At the time of the ban, Japan was the top importer of U.S. beef, purchasing 240,000 tons with a market value of $1.4 billion. Perdue’s announcement indicated exports to Japan could increase by $200 million annually.

Joe Schuele, vice president of communications for the Denver-based U.S. Meat Export Federation, said U.S. beef exports to Japan topped $2 billion in 2018. 

Beginning in 2005, Japan began gradually peeling back the ban, allowing the export of cattle 20 months of age or younger. In 2013, it started allowing cattle exports for animals 30 months of age or younger. That was the biggest change that allowed virtually any cattle in a feedlot to be exported to Japan, Schuele told Colorado Politics.

In April 2017, Japan eliminated age-based BSE testing on its own country’s cattle. According to Perdue’s statement, that opened the door to allowing trading partners to export cattle that posed a negligible risk for BSE, including the United States.
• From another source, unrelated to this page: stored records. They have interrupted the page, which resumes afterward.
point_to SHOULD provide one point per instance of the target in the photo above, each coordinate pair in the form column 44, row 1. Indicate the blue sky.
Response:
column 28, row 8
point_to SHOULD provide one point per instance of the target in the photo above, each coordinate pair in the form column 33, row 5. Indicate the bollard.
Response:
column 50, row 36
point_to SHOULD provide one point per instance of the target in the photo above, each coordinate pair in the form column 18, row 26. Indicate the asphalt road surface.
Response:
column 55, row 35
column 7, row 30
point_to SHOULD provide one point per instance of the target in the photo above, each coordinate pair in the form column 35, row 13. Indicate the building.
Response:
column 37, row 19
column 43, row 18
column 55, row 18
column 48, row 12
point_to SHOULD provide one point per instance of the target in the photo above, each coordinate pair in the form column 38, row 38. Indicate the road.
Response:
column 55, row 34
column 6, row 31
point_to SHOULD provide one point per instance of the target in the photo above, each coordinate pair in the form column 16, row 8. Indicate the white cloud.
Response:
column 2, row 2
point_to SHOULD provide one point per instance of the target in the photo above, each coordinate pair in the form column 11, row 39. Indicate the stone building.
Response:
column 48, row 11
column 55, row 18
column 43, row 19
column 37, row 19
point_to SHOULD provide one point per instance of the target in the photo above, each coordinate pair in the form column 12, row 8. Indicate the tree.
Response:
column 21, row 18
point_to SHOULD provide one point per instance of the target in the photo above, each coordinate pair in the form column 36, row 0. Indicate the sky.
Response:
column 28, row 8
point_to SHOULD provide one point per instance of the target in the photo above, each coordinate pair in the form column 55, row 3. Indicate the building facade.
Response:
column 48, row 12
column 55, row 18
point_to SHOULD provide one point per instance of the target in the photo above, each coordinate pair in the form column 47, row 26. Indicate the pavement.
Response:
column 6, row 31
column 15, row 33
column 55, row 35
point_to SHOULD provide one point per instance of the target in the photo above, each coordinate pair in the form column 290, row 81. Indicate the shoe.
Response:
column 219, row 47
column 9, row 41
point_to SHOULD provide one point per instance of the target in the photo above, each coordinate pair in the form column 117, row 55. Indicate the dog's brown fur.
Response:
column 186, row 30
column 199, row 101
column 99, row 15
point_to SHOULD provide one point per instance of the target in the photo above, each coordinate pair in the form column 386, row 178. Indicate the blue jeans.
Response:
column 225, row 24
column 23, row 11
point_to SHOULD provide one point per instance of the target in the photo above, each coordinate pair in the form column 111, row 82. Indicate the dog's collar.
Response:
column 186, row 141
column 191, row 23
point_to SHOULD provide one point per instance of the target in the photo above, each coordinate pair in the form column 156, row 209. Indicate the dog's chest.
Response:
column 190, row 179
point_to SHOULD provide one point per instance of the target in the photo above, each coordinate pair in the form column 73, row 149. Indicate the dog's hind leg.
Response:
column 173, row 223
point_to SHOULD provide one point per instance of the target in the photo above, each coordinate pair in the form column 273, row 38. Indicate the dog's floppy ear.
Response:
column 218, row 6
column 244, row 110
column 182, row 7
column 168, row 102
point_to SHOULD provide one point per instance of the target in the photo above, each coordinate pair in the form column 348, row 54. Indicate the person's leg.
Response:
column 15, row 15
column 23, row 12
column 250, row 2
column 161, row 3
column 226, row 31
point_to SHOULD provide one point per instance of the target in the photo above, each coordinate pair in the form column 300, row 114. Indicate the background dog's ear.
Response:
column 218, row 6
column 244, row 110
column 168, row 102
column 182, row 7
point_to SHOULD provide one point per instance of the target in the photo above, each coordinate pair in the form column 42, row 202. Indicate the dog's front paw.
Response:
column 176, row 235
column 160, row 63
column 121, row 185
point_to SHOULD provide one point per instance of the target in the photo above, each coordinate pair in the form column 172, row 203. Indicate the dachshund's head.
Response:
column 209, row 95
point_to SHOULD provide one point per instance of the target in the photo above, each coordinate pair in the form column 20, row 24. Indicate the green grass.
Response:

That decision was finalized last January.

Shawn Martini of the Colorado Farm Bureau said Colorado exported $50 million in beef to Japan in 2018, although that’s about $7 million less than in 2017, when Japan began turning to other trading partners for beef, notably, Australia.

That was in reaction to the Trump administration’s decision to pull out of the Trans-Pacific Partnership (TPP), which has hurt exports in wheat, beef, pork, dairy, wine, potatoes, fruits and vegetables and other products.

According to an April 25, 2019 letter to the US Trade Representative from a coalition of 87 food and farm groups, those exports “are facing collapse of their Japanese market share as these lucrative sales are handed over to their competitors.”

In his statement, Perdue said Japan’s decision “is great news for American ranchers and exporters who now have full access to the Japanese market for their high-quality, safe, wholesome, and delicious U.S. beef. We are hopeful that Japan’s decision will help lead other markets around the world toward science-based policies.”

“It’s good news for the whole beef industry,” Schuele said Friday. “We’ve had pretty solid access to the Japanese markets since 2013,” he explained, when Japan removed barriers to cattle at 30 months. 

The change announced Friday allow beef exports from older cattle, such as dairy and breeding cattle that have been retired. 

Schuele said that while a $200 million increase doesn’t seem huge in terms of exports to Japan, for some countries it can take decades to get to that level.